Para empresário, alta dos juros é "descabida", afeta imagem do presidente Lula e só beneficia bancos

Lua-de-mel com PT está no fim, diz Ermírio

Ormuzd Alves - 25.set.02/Folha Imagem
O empresário Antônio Ermírio de Moraes, do grupo Votorantim, que critica a elevação dos juros


GUILHERME BARROS
EDITOR DO PAINEL S.A.

O empresário Antônio Ermírio de Moraes, 74, presidente do grupo Votorantim e crítico de primeira hora, na campanha eleitoral, do então candidato Luiz Inácio Lula da Silva, considerou "descabida" a decisão do Banco Central, anteontem, de aumentar a taxa básica de juros da economia de 25% para 25,5% ao ano.
Os bancos, a seu ver, continuam sendo os maiores beneficiados com a decisão. "Quem ganha mesmo com essa decisão, mais uma vez, são os banqueiros", diz o empresário. O maior prejudicado, a seu ver, é o presidente Lula. "A decisão afeta principalmente a imagem de Lula."
Para Ermírio de Moraes, decisões como essa podem provocar o fim da lua-de-mel do novo governo com a sociedade mais rapidamente do que se previa. "A lua-de-mel com o novo governo já está começando a acabar", diz Ermírio de Moraes.

Folha - Qual sua opinião sobre a decisão do Copom de aumentar os juros?
Antônio Ermírio de Moraes -
Achei meio descabida a decisão do Banco Central de aumento da taxa de juros. Eu achava que eles iriam manter os juros. Não vejo razão para o aumento de meio ponto percentual. Foi uma decisão no mínimo precipitada. Será que era necessário mesmo esse aumento dos juros? Mais uma vez a área financeira foi privilegiada. Não faz sentido pagar 180% ao ano de juros no cheque especial. Quem toma dinheiro no cheque especial está liquidado.

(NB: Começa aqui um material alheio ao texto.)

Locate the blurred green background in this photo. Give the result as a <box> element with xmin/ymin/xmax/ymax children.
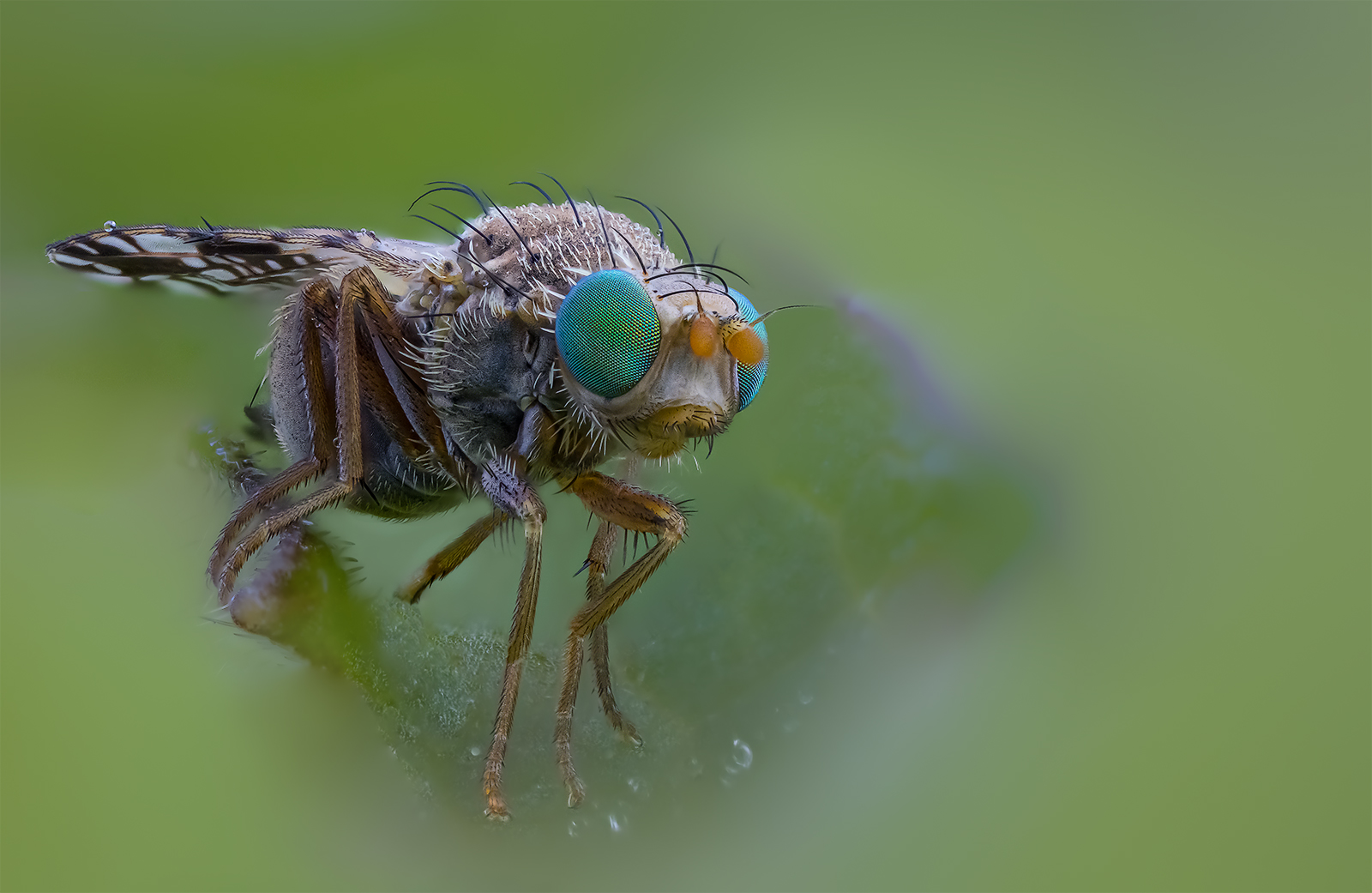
<box><xmin>0</xmin><ymin>3</ymin><xmax>1372</xmax><ymax>889</ymax></box>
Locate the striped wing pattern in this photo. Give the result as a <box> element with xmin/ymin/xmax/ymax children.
<box><xmin>48</xmin><ymin>225</ymin><xmax>428</xmax><ymax>293</ymax></box>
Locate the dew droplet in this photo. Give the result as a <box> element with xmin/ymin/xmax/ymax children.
<box><xmin>725</xmin><ymin>738</ymin><xmax>753</xmax><ymax>774</ymax></box>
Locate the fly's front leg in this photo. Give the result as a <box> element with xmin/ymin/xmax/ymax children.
<box><xmin>553</xmin><ymin>522</ymin><xmax>617</xmax><ymax>806</ymax></box>
<box><xmin>554</xmin><ymin>472</ymin><xmax>686</xmax><ymax>806</ymax></box>
<box><xmin>483</xmin><ymin>447</ymin><xmax>547</xmax><ymax>819</ymax></box>
<box><xmin>586</xmin><ymin>532</ymin><xmax>643</xmax><ymax>747</ymax></box>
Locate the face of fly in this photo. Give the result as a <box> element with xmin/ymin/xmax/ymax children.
<box><xmin>557</xmin><ymin>269</ymin><xmax>766</xmax><ymax>458</ymax></box>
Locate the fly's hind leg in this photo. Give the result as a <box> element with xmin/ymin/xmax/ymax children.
<box><xmin>554</xmin><ymin>472</ymin><xmax>686</xmax><ymax>806</ymax></box>
<box><xmin>208</xmin><ymin>280</ymin><xmax>338</xmax><ymax>592</ymax></box>
<box><xmin>210</xmin><ymin>266</ymin><xmax>428</xmax><ymax>602</ymax></box>
<box><xmin>395</xmin><ymin>509</ymin><xmax>509</xmax><ymax>605</ymax></box>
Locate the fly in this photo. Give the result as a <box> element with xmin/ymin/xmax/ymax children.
<box><xmin>48</xmin><ymin>181</ymin><xmax>768</xmax><ymax>819</ymax></box>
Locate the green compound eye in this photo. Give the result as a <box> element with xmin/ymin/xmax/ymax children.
<box><xmin>556</xmin><ymin>270</ymin><xmax>663</xmax><ymax>399</ymax></box>
<box><xmin>729</xmin><ymin>288</ymin><xmax>770</xmax><ymax>412</ymax></box>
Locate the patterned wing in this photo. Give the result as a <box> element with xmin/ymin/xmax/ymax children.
<box><xmin>48</xmin><ymin>225</ymin><xmax>443</xmax><ymax>293</ymax></box>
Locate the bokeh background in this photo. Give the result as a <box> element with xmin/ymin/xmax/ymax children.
<box><xmin>0</xmin><ymin>3</ymin><xmax>1372</xmax><ymax>889</ymax></box>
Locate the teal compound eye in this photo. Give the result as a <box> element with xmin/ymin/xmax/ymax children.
<box><xmin>729</xmin><ymin>288</ymin><xmax>770</xmax><ymax>412</ymax></box>
<box><xmin>556</xmin><ymin>270</ymin><xmax>663</xmax><ymax>399</ymax></box>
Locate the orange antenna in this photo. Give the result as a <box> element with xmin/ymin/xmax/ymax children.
<box><xmin>720</xmin><ymin>317</ymin><xmax>767</xmax><ymax>366</ymax></box>
<box><xmin>690</xmin><ymin>293</ymin><xmax>719</xmax><ymax>357</ymax></box>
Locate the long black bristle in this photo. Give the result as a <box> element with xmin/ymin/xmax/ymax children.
<box><xmin>538</xmin><ymin>170</ymin><xmax>583</xmax><ymax>226</ymax></box>
<box><xmin>430</xmin><ymin>204</ymin><xmax>491</xmax><ymax>244</ymax></box>
<box><xmin>657</xmin><ymin>208</ymin><xmax>695</xmax><ymax>266</ymax></box>
<box><xmin>615</xmin><ymin>195</ymin><xmax>667</xmax><ymax>248</ymax></box>
<box><xmin>510</xmin><ymin>179</ymin><xmax>553</xmax><ymax>204</ymax></box>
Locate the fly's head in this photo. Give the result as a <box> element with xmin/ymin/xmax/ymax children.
<box><xmin>556</xmin><ymin>268</ymin><xmax>767</xmax><ymax>458</ymax></box>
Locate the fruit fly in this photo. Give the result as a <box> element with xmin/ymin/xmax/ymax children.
<box><xmin>48</xmin><ymin>179</ymin><xmax>768</xmax><ymax>819</ymax></box>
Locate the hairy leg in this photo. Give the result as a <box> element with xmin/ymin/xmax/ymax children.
<box><xmin>554</xmin><ymin>472</ymin><xmax>686</xmax><ymax>806</ymax></box>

Folha - Quais poderão ser as consequências dessa decisão de aumento dos juros?
Ermírio de Moraes -
A lua-de-mel com o novo governo já está começando a acabar. O programa da fome, por exemplo, começa a ficar desmoralizado. Vai acabar parecendo demagogia. Um governo sensato levanta os pontos onde tem carência de alimentos no país e monta centrais de abastecimento próximas a esses locais para a distribuição dos alimentos. Em três ou quatro meses, acaba o problema. Se for dar dinheiro, a turma acaba tomando cachaça.

Folha - O sr. acha que o programa Fome Zero está mal formulado?
Ermírio de Moraes -
O programa ainda nem saiu do papel. O que acho é que eles deveriam mapear onde há fome no país, saber quais são os municípios onde há fome e calcular a percentagem da população subnutrida. Por tudo que venho lendo, acho que o total de subnutridos deve representar 20% da população, cerca de 30 milhões de pessoas. E a concentração maior deve ser no Nordeste, muito mais do que no Norte.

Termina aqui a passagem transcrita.